SPOKANE, Wash. — With below-freezing temperatures and snowy weather, Spokane city leaders added $45,000 in funding to a shelter to accommodate additional beds for women without homes.
The City Gate center was previously a daytime drop-in facility.
The funding will provide enough staff to cover overnight operations, according to city spokesperson Kirsten Davis.
A city report for Sunday, Jan. 12, showed 40 available beds for adult men at shelters in the city, while only eight beds were available for women.
Davis said with January’s snow and frigid temperatures, city leaders needed to make a quick decision to help keep more of the city’s female population out of the cold.
“Between a combination of the weather and cold temperatures in a period of time, we could expect a surge this week,” she said. “So we had to add to our emergency plan.”
Davis said providing space for women at City Gate will allow more space at other shelters.
“The question we had to answer was, ‘How can we adjust and be flexible to take care of the whole system and move it in that direction to take care of people the best that we can?’” Davis said.
City administrators were able to use their budget to bypass city council and approve emergency funding for City Gate faster.
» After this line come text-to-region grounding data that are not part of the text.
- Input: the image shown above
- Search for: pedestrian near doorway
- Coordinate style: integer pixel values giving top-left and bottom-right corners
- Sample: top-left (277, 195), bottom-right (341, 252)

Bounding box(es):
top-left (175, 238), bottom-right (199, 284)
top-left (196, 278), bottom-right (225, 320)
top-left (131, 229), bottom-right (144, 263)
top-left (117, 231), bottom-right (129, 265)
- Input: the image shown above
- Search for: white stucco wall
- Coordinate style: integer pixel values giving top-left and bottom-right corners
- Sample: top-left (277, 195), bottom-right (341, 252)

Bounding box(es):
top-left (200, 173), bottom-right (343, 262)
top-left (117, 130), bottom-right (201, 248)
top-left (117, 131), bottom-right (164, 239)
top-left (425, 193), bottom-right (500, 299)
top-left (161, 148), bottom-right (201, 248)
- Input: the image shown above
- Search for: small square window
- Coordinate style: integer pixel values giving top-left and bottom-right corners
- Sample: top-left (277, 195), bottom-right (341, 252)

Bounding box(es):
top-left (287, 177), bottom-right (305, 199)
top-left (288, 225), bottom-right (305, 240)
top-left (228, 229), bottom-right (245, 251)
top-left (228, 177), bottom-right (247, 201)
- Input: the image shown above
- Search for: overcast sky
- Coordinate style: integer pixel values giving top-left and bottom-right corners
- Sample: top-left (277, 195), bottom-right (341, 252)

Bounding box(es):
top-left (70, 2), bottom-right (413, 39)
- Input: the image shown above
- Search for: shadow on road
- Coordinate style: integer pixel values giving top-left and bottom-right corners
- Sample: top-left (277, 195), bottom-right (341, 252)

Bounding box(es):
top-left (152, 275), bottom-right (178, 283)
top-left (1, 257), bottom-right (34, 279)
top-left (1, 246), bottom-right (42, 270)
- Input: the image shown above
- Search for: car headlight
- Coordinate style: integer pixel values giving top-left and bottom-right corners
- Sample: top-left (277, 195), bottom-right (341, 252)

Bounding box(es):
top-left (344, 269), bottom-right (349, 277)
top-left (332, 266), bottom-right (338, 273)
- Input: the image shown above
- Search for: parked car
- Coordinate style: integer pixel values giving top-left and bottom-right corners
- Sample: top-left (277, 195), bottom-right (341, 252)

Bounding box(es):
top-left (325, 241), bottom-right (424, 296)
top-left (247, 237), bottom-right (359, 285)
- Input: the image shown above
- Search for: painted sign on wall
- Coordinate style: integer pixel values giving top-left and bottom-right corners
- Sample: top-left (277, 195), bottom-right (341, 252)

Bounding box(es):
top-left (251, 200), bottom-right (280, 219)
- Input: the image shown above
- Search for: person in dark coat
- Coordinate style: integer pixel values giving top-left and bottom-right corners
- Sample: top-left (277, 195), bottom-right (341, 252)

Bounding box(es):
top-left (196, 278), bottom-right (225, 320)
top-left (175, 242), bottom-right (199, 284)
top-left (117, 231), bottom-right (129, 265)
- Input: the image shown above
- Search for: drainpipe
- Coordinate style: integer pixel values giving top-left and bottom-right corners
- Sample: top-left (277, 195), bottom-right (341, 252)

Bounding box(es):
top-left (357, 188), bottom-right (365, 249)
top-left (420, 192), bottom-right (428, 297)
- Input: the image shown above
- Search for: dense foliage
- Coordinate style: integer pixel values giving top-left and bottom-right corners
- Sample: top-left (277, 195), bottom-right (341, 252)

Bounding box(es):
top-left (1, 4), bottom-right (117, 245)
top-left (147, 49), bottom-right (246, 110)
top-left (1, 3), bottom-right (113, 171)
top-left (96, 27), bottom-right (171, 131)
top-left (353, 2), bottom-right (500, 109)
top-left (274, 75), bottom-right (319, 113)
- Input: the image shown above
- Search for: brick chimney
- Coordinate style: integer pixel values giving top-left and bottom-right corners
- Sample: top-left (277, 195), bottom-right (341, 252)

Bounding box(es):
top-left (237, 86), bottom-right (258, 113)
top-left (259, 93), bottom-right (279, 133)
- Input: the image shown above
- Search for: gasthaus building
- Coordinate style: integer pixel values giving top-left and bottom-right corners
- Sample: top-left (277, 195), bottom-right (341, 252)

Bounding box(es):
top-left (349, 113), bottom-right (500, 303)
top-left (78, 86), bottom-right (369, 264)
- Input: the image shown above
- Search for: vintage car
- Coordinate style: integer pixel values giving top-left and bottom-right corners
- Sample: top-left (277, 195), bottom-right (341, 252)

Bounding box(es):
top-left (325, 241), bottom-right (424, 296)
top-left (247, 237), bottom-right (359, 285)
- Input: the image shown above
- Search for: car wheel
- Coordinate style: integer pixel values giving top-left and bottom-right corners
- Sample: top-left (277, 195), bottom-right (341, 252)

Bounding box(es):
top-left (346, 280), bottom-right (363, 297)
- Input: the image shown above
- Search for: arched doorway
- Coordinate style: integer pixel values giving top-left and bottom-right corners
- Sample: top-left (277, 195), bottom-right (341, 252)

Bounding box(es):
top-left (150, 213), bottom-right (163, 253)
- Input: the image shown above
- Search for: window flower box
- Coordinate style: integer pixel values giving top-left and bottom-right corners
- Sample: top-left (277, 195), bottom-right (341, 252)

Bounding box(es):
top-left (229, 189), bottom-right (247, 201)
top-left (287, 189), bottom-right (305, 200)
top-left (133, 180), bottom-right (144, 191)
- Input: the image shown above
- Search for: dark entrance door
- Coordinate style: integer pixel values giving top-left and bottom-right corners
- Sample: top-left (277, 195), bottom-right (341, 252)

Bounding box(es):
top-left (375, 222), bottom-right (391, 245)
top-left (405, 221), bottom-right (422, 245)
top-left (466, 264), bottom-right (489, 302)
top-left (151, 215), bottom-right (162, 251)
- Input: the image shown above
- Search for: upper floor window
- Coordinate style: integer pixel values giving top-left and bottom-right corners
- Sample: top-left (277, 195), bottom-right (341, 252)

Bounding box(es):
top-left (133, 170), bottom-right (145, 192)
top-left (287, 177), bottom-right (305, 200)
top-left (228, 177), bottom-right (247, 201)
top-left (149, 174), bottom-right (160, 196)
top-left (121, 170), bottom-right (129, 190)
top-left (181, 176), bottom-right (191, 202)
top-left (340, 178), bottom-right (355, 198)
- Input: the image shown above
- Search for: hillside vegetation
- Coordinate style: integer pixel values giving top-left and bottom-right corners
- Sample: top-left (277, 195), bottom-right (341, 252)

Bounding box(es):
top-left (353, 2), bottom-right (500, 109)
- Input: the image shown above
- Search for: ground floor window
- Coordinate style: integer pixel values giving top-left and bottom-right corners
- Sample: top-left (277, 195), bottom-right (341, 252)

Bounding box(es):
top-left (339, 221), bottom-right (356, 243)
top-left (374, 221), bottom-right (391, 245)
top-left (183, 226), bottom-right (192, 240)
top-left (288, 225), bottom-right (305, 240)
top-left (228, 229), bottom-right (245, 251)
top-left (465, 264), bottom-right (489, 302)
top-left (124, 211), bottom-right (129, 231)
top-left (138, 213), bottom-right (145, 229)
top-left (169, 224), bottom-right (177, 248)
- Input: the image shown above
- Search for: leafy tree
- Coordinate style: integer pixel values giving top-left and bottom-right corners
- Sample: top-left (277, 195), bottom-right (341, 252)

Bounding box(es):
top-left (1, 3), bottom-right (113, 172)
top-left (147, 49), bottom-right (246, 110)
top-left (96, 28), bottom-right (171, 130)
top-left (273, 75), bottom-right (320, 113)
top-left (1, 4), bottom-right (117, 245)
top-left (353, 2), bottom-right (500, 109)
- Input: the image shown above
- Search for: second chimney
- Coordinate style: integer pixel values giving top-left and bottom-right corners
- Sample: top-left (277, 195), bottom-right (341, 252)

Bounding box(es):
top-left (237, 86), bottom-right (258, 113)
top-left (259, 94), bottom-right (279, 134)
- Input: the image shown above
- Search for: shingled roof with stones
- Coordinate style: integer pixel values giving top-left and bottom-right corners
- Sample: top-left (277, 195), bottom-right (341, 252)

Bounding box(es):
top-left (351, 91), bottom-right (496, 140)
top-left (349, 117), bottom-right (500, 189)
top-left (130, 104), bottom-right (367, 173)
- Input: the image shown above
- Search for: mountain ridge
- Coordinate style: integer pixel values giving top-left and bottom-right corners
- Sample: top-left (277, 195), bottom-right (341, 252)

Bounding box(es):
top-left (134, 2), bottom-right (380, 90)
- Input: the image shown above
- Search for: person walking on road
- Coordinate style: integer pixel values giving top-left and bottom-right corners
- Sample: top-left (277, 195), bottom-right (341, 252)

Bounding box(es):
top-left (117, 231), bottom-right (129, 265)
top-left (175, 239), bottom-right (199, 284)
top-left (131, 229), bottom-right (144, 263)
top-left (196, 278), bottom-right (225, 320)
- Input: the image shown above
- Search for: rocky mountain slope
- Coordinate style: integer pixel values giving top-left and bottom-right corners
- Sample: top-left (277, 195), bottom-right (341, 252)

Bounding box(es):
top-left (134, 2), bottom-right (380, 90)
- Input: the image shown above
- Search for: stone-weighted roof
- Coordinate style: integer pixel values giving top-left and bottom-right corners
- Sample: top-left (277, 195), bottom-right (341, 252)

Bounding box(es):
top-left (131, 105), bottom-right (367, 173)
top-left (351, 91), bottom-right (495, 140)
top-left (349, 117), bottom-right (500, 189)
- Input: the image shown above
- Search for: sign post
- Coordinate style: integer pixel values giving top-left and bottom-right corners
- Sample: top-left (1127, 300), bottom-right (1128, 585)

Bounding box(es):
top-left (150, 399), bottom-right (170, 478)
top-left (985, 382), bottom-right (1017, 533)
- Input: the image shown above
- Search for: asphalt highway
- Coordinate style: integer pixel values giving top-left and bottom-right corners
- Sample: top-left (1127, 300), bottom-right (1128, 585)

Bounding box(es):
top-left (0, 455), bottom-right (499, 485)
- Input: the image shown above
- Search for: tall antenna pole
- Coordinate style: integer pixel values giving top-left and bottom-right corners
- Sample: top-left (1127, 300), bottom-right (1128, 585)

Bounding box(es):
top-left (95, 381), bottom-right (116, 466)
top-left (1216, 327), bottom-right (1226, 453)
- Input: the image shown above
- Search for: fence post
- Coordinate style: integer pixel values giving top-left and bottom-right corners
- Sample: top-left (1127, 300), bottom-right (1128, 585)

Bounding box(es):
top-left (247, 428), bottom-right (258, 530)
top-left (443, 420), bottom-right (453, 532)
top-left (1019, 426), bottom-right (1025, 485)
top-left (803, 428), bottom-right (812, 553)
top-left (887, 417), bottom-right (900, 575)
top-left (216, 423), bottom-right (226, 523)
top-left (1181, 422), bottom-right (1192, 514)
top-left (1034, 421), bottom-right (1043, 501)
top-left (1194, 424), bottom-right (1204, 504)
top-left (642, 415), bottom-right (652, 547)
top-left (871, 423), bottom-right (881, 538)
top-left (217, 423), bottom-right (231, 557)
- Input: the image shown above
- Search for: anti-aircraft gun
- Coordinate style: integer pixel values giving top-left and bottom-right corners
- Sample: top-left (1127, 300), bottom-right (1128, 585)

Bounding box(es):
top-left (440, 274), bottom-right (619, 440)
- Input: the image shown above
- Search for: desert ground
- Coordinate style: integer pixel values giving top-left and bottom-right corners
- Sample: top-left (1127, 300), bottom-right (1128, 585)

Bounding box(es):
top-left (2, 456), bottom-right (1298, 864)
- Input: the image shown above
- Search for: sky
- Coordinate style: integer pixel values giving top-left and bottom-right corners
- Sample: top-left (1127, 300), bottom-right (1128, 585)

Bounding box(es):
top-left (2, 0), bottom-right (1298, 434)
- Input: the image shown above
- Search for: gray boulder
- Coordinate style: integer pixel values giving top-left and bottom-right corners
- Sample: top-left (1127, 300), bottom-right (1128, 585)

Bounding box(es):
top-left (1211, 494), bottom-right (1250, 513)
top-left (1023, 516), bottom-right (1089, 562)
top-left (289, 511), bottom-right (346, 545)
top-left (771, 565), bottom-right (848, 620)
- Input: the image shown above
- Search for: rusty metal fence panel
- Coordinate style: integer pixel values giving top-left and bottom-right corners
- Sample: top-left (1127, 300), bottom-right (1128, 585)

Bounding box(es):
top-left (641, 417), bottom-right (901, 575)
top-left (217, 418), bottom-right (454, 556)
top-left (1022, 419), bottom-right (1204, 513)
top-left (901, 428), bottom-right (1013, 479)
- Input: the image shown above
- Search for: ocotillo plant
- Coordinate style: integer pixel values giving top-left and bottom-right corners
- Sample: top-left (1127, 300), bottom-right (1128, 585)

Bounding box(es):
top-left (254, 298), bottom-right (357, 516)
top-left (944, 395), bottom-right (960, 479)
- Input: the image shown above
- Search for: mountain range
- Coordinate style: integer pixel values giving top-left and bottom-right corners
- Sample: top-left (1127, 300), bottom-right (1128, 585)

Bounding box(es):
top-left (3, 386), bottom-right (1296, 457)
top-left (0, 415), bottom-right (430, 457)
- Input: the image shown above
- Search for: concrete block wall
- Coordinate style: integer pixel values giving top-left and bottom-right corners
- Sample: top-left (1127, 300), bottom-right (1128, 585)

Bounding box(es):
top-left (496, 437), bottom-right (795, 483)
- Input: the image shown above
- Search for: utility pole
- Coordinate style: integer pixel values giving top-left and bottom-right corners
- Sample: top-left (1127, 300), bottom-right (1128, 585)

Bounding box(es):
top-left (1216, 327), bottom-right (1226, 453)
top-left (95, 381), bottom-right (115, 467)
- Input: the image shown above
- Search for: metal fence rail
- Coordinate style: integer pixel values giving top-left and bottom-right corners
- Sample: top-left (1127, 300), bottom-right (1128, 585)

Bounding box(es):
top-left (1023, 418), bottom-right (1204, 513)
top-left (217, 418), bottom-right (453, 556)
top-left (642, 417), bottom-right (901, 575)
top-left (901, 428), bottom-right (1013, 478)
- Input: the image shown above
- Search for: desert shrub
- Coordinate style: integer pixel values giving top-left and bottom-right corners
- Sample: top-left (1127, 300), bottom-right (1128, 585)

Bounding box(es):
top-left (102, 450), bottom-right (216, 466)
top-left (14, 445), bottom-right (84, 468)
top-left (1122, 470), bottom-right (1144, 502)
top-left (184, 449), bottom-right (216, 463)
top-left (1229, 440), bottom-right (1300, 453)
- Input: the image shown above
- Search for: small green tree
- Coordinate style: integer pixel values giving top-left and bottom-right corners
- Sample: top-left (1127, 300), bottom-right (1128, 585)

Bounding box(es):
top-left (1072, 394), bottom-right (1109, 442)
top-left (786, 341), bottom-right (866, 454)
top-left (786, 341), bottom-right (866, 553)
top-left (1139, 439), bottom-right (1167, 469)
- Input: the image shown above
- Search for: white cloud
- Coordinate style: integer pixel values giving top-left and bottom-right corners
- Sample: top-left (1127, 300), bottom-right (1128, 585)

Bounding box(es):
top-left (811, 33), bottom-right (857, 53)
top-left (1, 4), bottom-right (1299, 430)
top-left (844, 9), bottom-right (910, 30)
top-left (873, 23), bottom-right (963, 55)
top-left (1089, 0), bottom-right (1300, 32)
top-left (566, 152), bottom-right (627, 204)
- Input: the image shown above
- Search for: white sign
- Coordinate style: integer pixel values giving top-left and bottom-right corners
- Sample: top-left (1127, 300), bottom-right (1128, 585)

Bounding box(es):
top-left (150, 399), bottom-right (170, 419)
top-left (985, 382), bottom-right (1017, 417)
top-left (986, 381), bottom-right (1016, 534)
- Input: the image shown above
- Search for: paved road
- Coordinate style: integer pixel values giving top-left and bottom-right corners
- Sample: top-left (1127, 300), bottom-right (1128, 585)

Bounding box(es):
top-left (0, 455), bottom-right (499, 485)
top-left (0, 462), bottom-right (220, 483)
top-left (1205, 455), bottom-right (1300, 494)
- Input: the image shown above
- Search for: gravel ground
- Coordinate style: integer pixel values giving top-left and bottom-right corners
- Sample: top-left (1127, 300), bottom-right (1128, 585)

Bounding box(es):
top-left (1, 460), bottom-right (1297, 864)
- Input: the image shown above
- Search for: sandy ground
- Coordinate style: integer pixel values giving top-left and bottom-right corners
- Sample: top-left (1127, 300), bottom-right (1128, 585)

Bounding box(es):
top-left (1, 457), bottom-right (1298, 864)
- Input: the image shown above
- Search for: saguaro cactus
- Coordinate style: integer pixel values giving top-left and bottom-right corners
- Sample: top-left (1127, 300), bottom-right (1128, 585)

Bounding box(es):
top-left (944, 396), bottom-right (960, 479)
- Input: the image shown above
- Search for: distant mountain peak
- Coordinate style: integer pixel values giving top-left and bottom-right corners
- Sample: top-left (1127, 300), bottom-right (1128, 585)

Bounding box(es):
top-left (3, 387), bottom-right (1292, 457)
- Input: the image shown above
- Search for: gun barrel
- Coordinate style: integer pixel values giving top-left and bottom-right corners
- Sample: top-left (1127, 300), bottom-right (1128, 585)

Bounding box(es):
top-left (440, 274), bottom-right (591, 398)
Davis said the contract with City Gate will last until March, when city administrators will then propose a permanent solution to city council.
The city’s funding for City Gate was in addition to about $2 million the city council approved in the fall of 2019 to give shelters like Truth Ministries and House of Charities.
That amount also covered the purchase and repairs of the building that became the 24-hour Cannon Warming Center.